The paper argues that evaluating general-purpose, LLM-based agents using forced linear rankings can be unstable when pairwise outcomes form non-transitive cycles (A beats B, B beats C, C beats A).
It introduces Soft Tournament Equilibrium (STE), a differentiable framework that learns a probabilistic tournament model from pairwise comparisons and computes set-valued tournament solutions rather than a single ranking.
STE uses differentiable approximations of “soft reachability” and “soft covering” to produce continuous analogues of the Top Cycle and Uncovered Set, yielding a set of core agents with membership scores.
The authors provide theoretical analysis showing consistency with classical tournament solutions in the zero-temperature limit, including Condorcet-inclusion properties, and study stability and sample complexity.
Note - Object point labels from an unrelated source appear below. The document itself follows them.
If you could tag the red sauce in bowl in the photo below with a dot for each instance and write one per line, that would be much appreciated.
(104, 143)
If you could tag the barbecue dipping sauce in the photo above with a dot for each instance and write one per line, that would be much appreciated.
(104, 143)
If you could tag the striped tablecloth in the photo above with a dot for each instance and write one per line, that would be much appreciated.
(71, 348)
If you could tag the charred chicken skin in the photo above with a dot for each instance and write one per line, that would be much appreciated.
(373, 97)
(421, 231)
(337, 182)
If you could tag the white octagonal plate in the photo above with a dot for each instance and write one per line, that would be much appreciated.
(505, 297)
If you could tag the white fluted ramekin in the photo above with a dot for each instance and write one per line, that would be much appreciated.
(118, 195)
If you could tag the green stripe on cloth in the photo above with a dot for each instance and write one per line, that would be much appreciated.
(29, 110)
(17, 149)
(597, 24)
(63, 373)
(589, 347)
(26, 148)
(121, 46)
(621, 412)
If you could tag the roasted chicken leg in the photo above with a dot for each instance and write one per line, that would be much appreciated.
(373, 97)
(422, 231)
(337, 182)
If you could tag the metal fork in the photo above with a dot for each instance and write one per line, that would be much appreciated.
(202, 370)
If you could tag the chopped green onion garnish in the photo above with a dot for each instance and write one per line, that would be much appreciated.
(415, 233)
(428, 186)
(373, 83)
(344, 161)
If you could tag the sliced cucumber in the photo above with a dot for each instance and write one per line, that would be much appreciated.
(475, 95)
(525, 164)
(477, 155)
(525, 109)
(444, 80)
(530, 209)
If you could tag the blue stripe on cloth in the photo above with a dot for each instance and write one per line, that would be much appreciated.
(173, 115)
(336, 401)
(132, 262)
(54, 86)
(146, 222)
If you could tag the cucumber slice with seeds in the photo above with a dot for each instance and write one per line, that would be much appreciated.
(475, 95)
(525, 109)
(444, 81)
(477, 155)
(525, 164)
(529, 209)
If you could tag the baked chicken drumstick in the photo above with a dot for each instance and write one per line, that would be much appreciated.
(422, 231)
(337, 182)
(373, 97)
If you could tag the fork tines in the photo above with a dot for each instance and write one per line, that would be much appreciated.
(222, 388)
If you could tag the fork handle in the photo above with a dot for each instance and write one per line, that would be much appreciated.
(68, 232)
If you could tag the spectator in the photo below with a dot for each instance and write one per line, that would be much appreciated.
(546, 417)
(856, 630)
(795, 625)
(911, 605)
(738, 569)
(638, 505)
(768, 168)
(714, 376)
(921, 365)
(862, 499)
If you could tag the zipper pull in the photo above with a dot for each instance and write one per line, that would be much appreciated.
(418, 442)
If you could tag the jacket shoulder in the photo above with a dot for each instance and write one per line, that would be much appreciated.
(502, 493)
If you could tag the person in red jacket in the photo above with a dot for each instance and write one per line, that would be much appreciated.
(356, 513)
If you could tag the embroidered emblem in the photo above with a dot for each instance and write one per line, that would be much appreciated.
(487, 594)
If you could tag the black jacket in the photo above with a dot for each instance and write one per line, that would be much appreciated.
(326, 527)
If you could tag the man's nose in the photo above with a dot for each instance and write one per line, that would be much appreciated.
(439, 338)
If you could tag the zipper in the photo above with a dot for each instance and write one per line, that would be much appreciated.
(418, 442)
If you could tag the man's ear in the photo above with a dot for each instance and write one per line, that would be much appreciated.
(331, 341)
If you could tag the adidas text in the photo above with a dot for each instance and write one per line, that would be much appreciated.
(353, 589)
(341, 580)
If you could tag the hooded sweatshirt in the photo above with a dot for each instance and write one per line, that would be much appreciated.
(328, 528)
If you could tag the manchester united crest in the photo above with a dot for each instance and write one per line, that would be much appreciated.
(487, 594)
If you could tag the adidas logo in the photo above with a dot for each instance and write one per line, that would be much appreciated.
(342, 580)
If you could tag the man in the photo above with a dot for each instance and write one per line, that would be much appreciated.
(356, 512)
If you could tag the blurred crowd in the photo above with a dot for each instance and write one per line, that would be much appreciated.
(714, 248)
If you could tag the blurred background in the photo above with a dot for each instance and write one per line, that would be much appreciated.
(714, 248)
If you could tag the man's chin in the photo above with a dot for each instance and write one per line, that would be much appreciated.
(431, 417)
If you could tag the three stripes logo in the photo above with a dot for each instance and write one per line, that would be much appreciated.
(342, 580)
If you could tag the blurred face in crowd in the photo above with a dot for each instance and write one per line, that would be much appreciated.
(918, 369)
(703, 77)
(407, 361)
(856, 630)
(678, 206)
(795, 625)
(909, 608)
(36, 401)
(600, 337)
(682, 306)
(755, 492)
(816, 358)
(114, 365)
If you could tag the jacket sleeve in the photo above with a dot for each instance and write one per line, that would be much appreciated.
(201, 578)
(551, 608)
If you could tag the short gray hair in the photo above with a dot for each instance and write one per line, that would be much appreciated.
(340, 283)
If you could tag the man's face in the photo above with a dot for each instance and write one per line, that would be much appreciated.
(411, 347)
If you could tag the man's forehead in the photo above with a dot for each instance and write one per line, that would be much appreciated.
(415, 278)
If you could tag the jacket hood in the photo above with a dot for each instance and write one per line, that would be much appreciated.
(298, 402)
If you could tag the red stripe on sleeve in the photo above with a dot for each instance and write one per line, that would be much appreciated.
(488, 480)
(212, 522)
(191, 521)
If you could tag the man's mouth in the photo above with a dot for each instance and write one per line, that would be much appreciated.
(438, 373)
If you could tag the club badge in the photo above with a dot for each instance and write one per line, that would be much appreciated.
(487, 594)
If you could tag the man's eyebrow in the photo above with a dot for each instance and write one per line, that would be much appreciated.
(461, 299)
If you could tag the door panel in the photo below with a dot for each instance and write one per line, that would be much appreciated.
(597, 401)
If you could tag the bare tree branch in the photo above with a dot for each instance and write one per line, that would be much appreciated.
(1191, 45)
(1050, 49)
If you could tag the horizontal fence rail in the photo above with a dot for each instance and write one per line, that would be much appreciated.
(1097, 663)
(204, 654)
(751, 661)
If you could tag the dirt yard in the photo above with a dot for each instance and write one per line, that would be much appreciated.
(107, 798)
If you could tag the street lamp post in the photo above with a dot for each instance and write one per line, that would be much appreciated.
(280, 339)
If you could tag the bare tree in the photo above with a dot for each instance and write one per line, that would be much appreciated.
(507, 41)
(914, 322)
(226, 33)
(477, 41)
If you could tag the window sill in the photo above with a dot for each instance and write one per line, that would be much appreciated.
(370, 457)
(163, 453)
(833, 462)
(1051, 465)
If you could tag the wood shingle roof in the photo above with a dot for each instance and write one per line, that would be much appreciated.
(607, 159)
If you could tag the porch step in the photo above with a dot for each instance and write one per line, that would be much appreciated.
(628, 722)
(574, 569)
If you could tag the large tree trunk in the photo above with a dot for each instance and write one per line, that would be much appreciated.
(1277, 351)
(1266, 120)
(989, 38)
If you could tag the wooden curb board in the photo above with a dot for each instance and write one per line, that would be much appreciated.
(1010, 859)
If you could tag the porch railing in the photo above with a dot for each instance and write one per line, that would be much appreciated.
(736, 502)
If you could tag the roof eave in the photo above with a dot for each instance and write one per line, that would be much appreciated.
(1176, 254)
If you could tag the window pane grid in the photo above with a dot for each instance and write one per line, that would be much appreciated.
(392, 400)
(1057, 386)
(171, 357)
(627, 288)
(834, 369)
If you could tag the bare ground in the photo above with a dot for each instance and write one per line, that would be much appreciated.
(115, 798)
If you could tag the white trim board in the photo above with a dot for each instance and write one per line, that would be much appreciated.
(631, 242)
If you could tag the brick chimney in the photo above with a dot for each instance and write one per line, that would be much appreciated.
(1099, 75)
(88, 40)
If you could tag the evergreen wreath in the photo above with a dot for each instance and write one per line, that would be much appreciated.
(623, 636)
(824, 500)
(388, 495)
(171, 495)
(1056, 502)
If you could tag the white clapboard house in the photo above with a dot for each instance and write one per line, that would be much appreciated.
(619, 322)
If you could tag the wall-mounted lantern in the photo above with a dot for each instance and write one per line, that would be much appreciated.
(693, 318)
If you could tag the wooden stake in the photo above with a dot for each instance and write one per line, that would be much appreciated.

An experimental protocol is specified to validate STE on synthetic and real-world benchmarks, positioning it as a more robust evaluation foundation for general-agent performance.

Abstract

The evaluation of general-purpose artificial agents, particularly those based on large language models, presents a significant challenge due to the non-transitive nature of their interactions. When agent A defeats B, B defeats C, and C defeats A, traditional ranking methods that force a linear ordering can be misleading and unstable. We argue that for such cyclic domains, the fundamental object of evaluation should not be a ranking but a set-valued core, as conceptualized in classical tournament theory. This paper introduces Soft Tournament Equilibrium (STE), a differentiable framework for learning and computing set-valued tournament solutions directly from pairwise comparison data. STE first learns a probabilistic tournament model, potentially conditioned on rich contextual information. It then employs novel, differentiable operators for soft reachability and soft covering to compute continuous analogues of two seminal tournament solutions: the Top Cycle and the Uncovered Set. The output is a set of core agents, each with a calibrated membership score, providing a nuanced and robust assessment of agent capabilities. We develop the theoretical foundation for STE to prove its consistency with classical solutions in the zero-temperature limit, which establishes its Condorcet-inclusion properties, and analyzing its stability and sample complexity. We specify an experimental protocol for validating STE on both synthetic and real-world benchmarks. This work aims to provide a complete, standalone treatise that re-centers general-agent evaluation on a more appropriate and robust theoretical foundation, moving from unstable rankings to stable, set-valued equilibria.